Kultur und Wissen
20.08.2024

„Ehrfurcht vor Gott": Ein vergessenes Bildungsziel im Fokus

Bei einer Veranstaltung im Münchner Literaturhaus haben der Augsburger Schulpädagoge Klaus Zierer und sein Mitarbeiter Thomas Gottfried ihr neues Buch mit dem Titel „Ehrfurcht vor Gott. Über das wichtigste Bildungsziel einer modernen Gesellschaft“ vorgestellt. Die Autoren beabsichtigen damit, eine neue Wertediskussion anzuregen.

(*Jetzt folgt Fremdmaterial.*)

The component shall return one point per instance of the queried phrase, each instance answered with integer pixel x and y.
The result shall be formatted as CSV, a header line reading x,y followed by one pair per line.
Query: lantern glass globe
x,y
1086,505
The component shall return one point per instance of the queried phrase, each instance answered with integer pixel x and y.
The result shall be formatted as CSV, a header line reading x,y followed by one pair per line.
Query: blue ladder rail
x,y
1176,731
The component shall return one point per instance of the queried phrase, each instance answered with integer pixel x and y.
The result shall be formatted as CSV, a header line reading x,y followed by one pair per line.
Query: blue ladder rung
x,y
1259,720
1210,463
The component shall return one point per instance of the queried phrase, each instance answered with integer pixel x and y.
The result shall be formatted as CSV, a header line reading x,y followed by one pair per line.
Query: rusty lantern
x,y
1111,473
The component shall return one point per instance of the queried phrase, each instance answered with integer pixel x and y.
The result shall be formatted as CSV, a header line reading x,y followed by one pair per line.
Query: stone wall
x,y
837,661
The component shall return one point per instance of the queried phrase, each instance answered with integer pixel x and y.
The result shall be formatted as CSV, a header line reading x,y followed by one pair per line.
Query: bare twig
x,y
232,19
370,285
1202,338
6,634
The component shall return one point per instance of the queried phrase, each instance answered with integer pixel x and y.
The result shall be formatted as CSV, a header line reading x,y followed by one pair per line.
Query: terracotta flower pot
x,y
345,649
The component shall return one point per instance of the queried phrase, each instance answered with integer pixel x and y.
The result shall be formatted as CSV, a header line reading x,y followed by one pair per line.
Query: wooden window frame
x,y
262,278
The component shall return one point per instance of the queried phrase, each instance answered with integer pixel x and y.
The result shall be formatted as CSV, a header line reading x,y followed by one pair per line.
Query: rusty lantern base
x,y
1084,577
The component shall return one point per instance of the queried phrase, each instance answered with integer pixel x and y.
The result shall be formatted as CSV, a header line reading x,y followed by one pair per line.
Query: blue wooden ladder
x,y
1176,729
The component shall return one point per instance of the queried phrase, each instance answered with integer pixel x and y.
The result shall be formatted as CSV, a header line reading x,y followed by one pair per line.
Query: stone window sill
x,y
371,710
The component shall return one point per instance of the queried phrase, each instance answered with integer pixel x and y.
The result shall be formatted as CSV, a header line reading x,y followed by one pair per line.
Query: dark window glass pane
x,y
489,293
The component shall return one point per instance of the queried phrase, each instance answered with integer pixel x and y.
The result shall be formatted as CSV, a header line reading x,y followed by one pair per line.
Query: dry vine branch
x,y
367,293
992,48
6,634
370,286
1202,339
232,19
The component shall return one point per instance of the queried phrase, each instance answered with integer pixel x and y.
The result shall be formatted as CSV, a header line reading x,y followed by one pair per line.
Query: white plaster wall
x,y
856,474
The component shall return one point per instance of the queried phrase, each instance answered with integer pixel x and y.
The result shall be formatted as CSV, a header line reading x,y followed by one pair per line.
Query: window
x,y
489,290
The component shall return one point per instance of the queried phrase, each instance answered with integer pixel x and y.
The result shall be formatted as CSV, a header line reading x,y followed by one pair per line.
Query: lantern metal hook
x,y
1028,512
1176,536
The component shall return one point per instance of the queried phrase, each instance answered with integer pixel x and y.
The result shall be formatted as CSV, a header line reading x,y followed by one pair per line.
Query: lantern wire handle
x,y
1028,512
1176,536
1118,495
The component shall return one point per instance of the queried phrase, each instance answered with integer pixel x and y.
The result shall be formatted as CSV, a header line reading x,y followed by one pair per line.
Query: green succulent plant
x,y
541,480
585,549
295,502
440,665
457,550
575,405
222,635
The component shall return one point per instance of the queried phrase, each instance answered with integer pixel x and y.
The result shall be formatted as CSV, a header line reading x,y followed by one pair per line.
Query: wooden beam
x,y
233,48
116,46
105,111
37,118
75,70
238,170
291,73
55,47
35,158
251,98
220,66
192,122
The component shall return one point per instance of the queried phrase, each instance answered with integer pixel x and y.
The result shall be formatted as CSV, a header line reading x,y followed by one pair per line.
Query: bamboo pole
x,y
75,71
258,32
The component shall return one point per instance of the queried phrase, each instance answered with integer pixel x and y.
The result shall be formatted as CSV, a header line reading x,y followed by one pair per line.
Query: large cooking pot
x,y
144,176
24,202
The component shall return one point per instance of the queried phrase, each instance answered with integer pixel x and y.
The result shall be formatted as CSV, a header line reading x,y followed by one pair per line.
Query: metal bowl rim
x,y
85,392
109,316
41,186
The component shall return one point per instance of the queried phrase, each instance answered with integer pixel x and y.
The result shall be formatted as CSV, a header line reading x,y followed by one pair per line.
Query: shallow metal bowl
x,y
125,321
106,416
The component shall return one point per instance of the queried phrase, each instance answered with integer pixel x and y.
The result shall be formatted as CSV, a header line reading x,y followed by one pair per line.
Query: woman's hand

v.l.: Pfarrer Rainer Maria Schießler, Thomas Gottfried, Martin Goppel (KEG), Joachim Herrmann (CSU) und Prof. Dr. Klaus Zierer bei der Buchvorstellung in München. v.l.: Pfarrer Rainer Maria Schießler, Thomas Gottfried, Martin Goppel (KEG), Joachim Herrmann (CSU) und Prof. Dr. Klaus Zierer bei der Buchvorstellung in München. Foto: © SMB

„Ehrfurcht vor Gott“ ist ein Prinzip, das in den Verfassungen vieler deutscher Bundesländer verankert ist. Besonders die Bayerische Verfassung hebt diesen Aspekt seit 1946 als eines der obersten Bildungsziele hervor. Laut Pfarrer Rainer Maria Schießler, der das Geleitwort des Buches verfasst hat, meint Ehrfurcht vor Gott „Ehrfurcht vor dem Leben. Es heißt, dass es keine Lebensform und keine Lebensart gibt, die mir nicht Respekt abgewinnen würde, sofern sie nicht die Freiheit des anderen ein- oder begrenzt.“

In der heutigen Zeit, in der religiöse Themen oft ins Abseits gedrängt werden, scheint der Begriff für viele an Bedeutung verloren zu haben. Zu altmodisch für manche der Ehrfurchtsbegriff, zu unwichtig für andere der Glaube an Gott. Dies gilt jedoch nicht für die Autoren Zierer und Gottfried, für die dieses Bildungsziel auch in einer zunehmend säkularen Gesellschaft aktueller ist denn je. Zwar seien weite Teile der modernen Gesellschaft davon überzeugt, dass Glaube keine Rolle mehr spielt, doch das sei ein Irrtum: Viele der heutigen Herausforderungen und Konflikte hätten auch einen religiösen Hintergrund, argumentiert Zierer.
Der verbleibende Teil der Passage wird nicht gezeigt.